I posted this on facebook this morning as I’m still dealing with the shock of it all. I wanted to put this here too. In the past I’ve been afraid of putting myself out there too much online in a public forum because I was afraid of exposing myself to the vitriol and doxxing and hate out there. I don’t want to put myself or anyone I love in danger just because I decided to speak up. But what yesterday means is that I no longer feel safe and accepted in my country. This election has legitimized hate in so many different ways and I can no longer in good conscience let my hope and optimism, that people are good and everything will turn out for the best, silence me.
I am a different person this morning than I was yesterday. I vow to never let myself become complacent again. There is too much at stake.
You know what’s really getting to me this morning?
That half the country feels I deserve to die if I lose my job. You know what Obamacare did? It made it so if I lose my job and employer health plan, I couldn’t be denied health insurance for my pre-existing autoimmune disease, which can, and has twice now, tried to kill me.
That half of the country sees the field I work in as a ivory tower cabal that’s out to destroy their faith. I can’t imagine what might happen to sciencefunding, and my ability to make a living and feel secure enough in my company’s future (see previous point). I can’t imagine the damage to be done to the planet, and the humanity on this planet, when we’re already past so many tipping points. When researchers who are trying to solve the problems of disease and starvation have their funding gutted because science-illiterate, conspiracy theory-loving nut jobs are in charge of the national budget from top to bottom.
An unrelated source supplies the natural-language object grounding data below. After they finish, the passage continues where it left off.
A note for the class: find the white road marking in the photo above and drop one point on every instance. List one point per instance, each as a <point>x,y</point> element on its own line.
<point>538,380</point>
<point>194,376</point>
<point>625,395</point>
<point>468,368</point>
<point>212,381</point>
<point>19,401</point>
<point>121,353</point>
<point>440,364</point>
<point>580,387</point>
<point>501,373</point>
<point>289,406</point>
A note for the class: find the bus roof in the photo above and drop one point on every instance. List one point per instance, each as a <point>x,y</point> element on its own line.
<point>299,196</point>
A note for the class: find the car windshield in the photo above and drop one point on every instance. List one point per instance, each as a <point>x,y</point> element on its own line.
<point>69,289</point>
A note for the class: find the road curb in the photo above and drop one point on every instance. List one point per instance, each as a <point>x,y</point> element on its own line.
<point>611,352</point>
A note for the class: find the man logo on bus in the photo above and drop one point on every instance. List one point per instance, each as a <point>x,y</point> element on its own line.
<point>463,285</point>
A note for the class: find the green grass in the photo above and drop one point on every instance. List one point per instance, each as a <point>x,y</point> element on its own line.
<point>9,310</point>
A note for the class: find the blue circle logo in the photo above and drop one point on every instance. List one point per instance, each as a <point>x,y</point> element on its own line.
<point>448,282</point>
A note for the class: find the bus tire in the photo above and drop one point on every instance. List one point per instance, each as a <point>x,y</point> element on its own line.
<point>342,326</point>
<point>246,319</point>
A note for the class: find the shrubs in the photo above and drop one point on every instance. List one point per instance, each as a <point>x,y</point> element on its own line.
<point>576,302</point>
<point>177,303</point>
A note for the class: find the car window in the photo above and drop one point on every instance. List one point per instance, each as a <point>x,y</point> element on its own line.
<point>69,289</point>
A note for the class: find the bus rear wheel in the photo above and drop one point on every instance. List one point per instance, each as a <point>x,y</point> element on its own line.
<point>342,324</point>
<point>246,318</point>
That half of the country sees me as less that human because I love my girlfriend. How else could they have elected into office Mike Pence, who single-handedly sparked an HIV outbreak in Indiana because he believed that gay people didn’t need treatment, they needed better morals. Seriously. Read up on him. He’s an anti-science, religious fundamentalist, homophobic bigot. And he’s next in line now.
That my body does not belong to me. That I do not have the right to choose to not have children. That I do not have the right to say who is allowed and not allowed to touch me.
Yes, I am white. I am comfortably middle class. The kinds of tax policies Trump has been hinting at (there wasn’t a single detailed plan anywhere in that campaign) would benefit me. But they would benefit me over MOST.
I’m a socialist and a liberal at heart. I believe that people are fundamentally good and that everyone has hard days, and we should do our best to help each other out however we can, and I’m always happy to have my taxes go to social programs and improving both my local and national community. I would gladly give more in taxes if it meant that science, education, social safety nets, infrastructure and medicine benefited us all.
What last night taught me is that half of this country hates me for believing this. That Half of the country doesn’t believe that we ALL deserve life, liberty, and the pursuit of happiness. That half of this country wants me to shut my mouth and step in line and happily die because that must mean that I was lazy or I deserved it or I didn’t do adequate push ups to be able to use my bootstraps properly.
I am afraid of what will happen to me and the people I love.
Believe me when I say that I will not go down without a fight. I will not let you go down without a fight. I will not let the overwhelming hate and invalidation I feel from half of this country shut my mouth and make me fall in line with their fearful and small-minded values.
We are better than this and we can be better than this.